Sri Aurobindo
Early Cultural Writings
(1890 — 1910)
Part Two. On Literature
On Poetry and Literature
Sketch of the Progress of Poetry from Thomson to Wordsworth
The Age of transition from the poetry of Pope to that of Wordsworth begins strictly speaking with Thomson. This transition was not an orderly and consistent development, but consisted of different groups of poets or sometimes even single poets each of whom made a departure in some particular direction which was not followed up by his or their successors. The poetry of the time has the appearance of a number of loose and disconnected threads abruptly broken off in the middle. It was only in the period from 1798 to 1830 that these threads were gathered together and a definite, consistent tendency imparted to poetry. It was an age of tentatives and for the most part of failures. Meanwhile the main current of verse up till 1798 followed the direction given it by Pope only slightly modified by the greater and more original writers.

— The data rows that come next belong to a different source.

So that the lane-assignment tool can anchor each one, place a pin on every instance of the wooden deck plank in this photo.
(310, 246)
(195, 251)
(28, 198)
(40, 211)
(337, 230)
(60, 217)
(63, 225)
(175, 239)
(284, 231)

These different groups of writers may be thus divided. (1) The school of natural description and elegiac moralising, consisting of Thomson, Dyer, Green, Young and other inferior writers. (2) The school of Miltonic Hellenists, begun by Warton and consisting besides of Gray, Collins, Akenside and a number of followers. (3) The school of Johnson, Goldsmith and Churchill, who continued the eighteenth-century style tho’ some of them tried to infuse it with emotion, directness and1 greater simplicity. To this school belong the minor writers who formed the main current of verse during the time; of whom Erasmus Darwin and Gifford are the only notable ones. (4) The school of country life and the simpler feelings, consisting of Cowper and Crabbe. (5) The school of romantic poets and restorers of mediaevalism, consisting of Chatterton, Macpherson and Percy. (6) The Scotch lyric poets of whom Ferguson and Burns are the head. (7) William Blake standing by himself as a romantic, mystical and lyric poet. Besides these there are two writers who cannot be classed, Smart and Beattie. Last come the first nineteenth-century poets, who published their earliest work in 1798 – 1800, Wordsworth, Coleridge, Southey, Landor and Campbell.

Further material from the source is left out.